For -cmin N and -ctime N, any attribute change will cause a match, including a change in permissions, reading or writing to the file. This makes these parameters especially powerful, since practically any operation involving the file will trigger a match.

The following example would match any file in the current directory which has been modified less than 24 hours ago and is bigger than 100 MiB:

$ find . -mtime -1 -size +100M

Using `locate` and `updatedb`

locate and updatedb are commands that can be used to quickly find a file matching a given pattern on a Linux system. But unlike find, locate will not search the filesystem for the pattern: instead, it looks it up on a database built by running the updatedb command. This gives you very quick results, but they may be imprecise depending on when the database was last updated.

The simplest way to use locate is to just give it a pattern to search for. For example, to find every JPEG image on your system, you would use locate jpg.
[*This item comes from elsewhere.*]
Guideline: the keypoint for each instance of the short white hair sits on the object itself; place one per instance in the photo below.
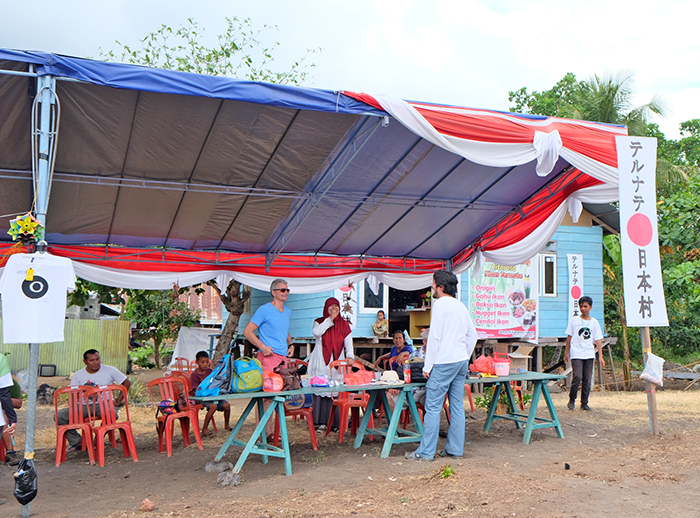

The list of results can be quite lengthy, but should look like this:

$ locate jpg
/home/carol/Downloads/Expert.jpg
/home/carol/Downloads/Hotbit.jpg
/home/carol/Downloads/Mate1.jpg
/home/carol/Downloads/Mate2.jpg
/home/carol/Downloads/Mate3.jpg
/home/carol/Downloads/Pentaro.jpg
/home/carol/Downloads/Sala.jpg
/home/carol/Downloads/pixel_3a_seethrough_1.jpg
/home/carol/Downloads/jpg_specs.doc

When asked for the jpg pattern, locate will show anything that contains this pattern, no matter what comes before or after it. You can see an example of this in the file jpg_specs.doc in the listing above: it contains the pattern, but the extension is not jpg.
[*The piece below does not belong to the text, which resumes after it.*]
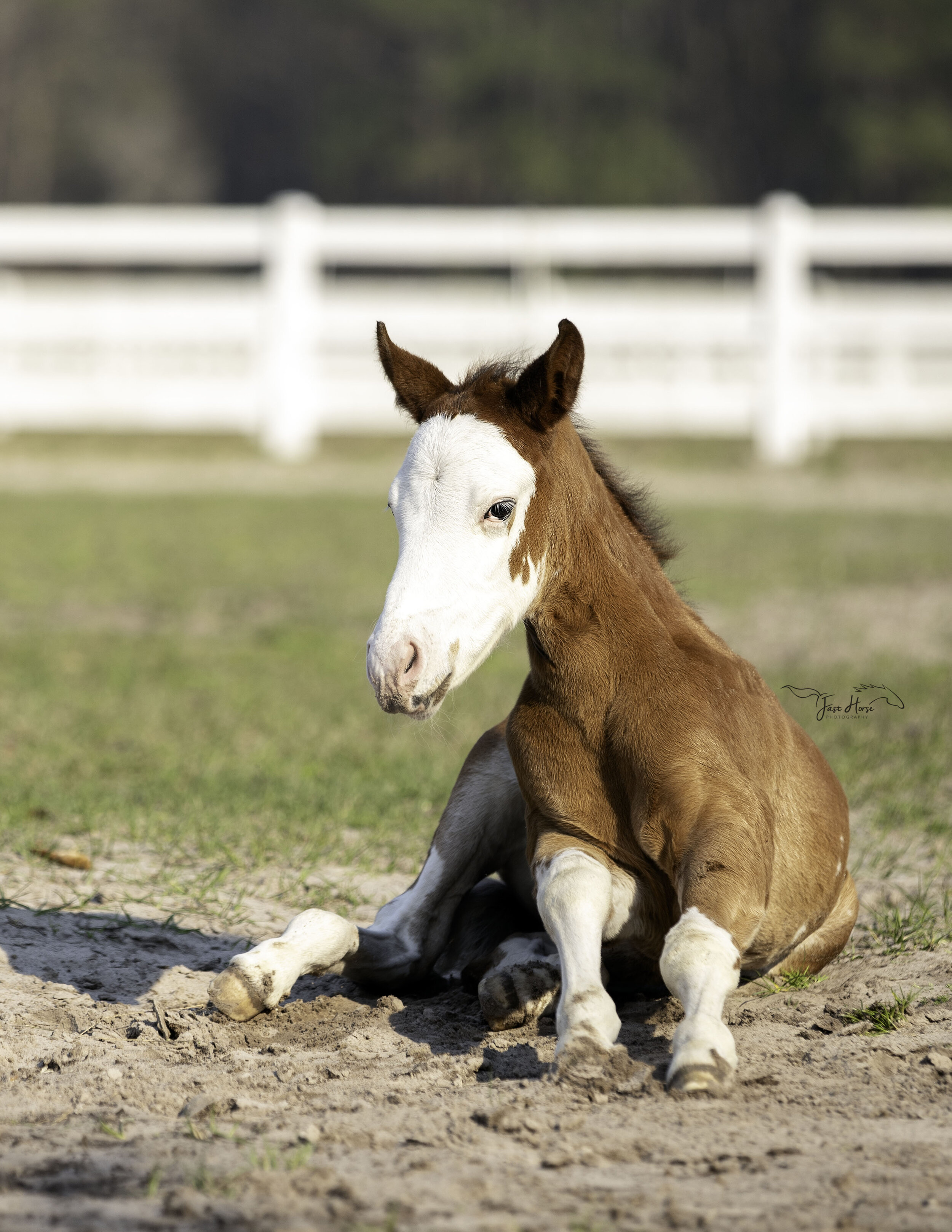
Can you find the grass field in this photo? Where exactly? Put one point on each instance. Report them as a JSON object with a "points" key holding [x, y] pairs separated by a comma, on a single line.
{"points": [[188, 673]]}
Tip	Remember that with `locate` you are matching patterns, not file extensions.

By default the pattern is case sensitive. This means that files containing .JPG would not be shown since the pattern is in lowercase. To avoid this, pass the -i parameter to locate. Repeating our previous example:

$ locate -i .jpg
/home/carol/Downloads/Expert.jpg
/home/carol/Downloads/Hotbit.jpg
/home/carol/Downloads/Mate1.jpg
/home/carol/Downloads/Mate1_old.JPG
/home/carol/Downloads/Mate2.jpg
/home/carol/Downloads/Mate3.jpg
/home/carol/Downloads/Pentaro.jpg
/home/carol/Downloads/Sala.jpg
/home/carol/Downloads/pixel_3a_seethrough_1.jpg

Notice that the file Mate1_old.JPG, in bold above, was not present in the previous listing.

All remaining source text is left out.